Types of open wounds
There are various types of open wounds that are categorized based on their cause.
- Incision – caused by sharp objects such as knives, razor blades or shards of glass. An incision typically bleeds profusely and quickly. In case an incision is deep, there is likelihood that the tendons, muscles and ligaments are damaged.
- Abrasion – occurs once the skin scrapes or rubs against a hard or rough surface. An abrasion does not cause a lot of bleeding but the wound should be cleaned and scrubbed to avoid the occurrence of infection.
- Puncture – caused by pointed and long objects such as needles, nails or an ice pick. A puncture is a small-sized injury on the skin and do not bleed a lot, but can be deep enough to cause damage to the internal organs. In some cases, a bullet can also cause a puncture wound. Even for a small puncture wound, it is best to visit a doctor to receive a tetanus booster as well as prevent infection.
- Avulsion – it can be a partial or complete tearing away of the skin and tissues that bleeds profusely and quickly. This occurs during accidents such as explosions, crushing accidents or gunshots.
- Laceration – often caused by accidents involving machinery and tools. A laceration is a jagged or irregular break or tearing on the skin that bleeds quickly and heavily.
Treatment for open wounds
Majority of open wounds are minor, thus they can be easily treated with the following first aid steps at home.
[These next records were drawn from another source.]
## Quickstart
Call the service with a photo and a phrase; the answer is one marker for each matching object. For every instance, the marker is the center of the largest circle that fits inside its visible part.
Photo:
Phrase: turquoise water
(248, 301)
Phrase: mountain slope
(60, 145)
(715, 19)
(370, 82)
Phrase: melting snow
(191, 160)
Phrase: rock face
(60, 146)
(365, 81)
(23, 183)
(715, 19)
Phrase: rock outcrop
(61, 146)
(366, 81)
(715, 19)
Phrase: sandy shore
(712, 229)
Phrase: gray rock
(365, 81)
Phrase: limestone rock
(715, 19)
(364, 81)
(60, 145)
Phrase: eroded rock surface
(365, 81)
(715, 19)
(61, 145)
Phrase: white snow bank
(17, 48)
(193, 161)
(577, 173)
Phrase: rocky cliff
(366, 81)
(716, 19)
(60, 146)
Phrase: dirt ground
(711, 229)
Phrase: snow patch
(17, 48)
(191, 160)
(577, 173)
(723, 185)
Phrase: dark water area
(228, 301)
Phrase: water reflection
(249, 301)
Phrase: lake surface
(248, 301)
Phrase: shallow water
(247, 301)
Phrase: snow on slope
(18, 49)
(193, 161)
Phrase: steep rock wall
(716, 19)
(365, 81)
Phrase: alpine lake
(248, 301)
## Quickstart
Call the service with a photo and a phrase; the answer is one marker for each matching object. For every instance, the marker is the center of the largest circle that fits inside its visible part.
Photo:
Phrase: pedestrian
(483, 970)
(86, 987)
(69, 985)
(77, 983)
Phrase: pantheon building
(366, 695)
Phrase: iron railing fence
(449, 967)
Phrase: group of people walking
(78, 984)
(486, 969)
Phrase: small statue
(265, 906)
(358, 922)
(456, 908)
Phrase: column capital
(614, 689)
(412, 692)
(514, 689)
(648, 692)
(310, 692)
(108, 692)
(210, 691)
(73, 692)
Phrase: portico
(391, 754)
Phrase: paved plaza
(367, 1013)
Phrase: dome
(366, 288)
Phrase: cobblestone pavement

- Wash and clean the wound in order to eliminate debris and dirt present
- Apply direct pressure and elevate to control the swelling and bleeding
- Cover the wound
- Maintain the cleanliness and dryness of the wound for 5 days
- Rest if possible
- Take over-the-counter medications for pain relief
- Apply ice if swelling or bruising is present
- Avoid picking on the scabs
- Apply sunscreen with SPF 30 on the affected area until wound is completely healed
It is best to consult a doctor if:
- The bleeding does not stop even if direct pressure is applied and lasts longer than 20 minutes
- The open wound is deeper than a half inch
- The bleeding is due to a serious accident
Always remember to wash your hands thoroughly when performing first aid care for wounds. It is best to work on a clean surface when changing the dressings or bandages. The wound should be disinfected and dry it properly before applying new dressings. The soiled dressing and bandages should be disposed in a plastic bag.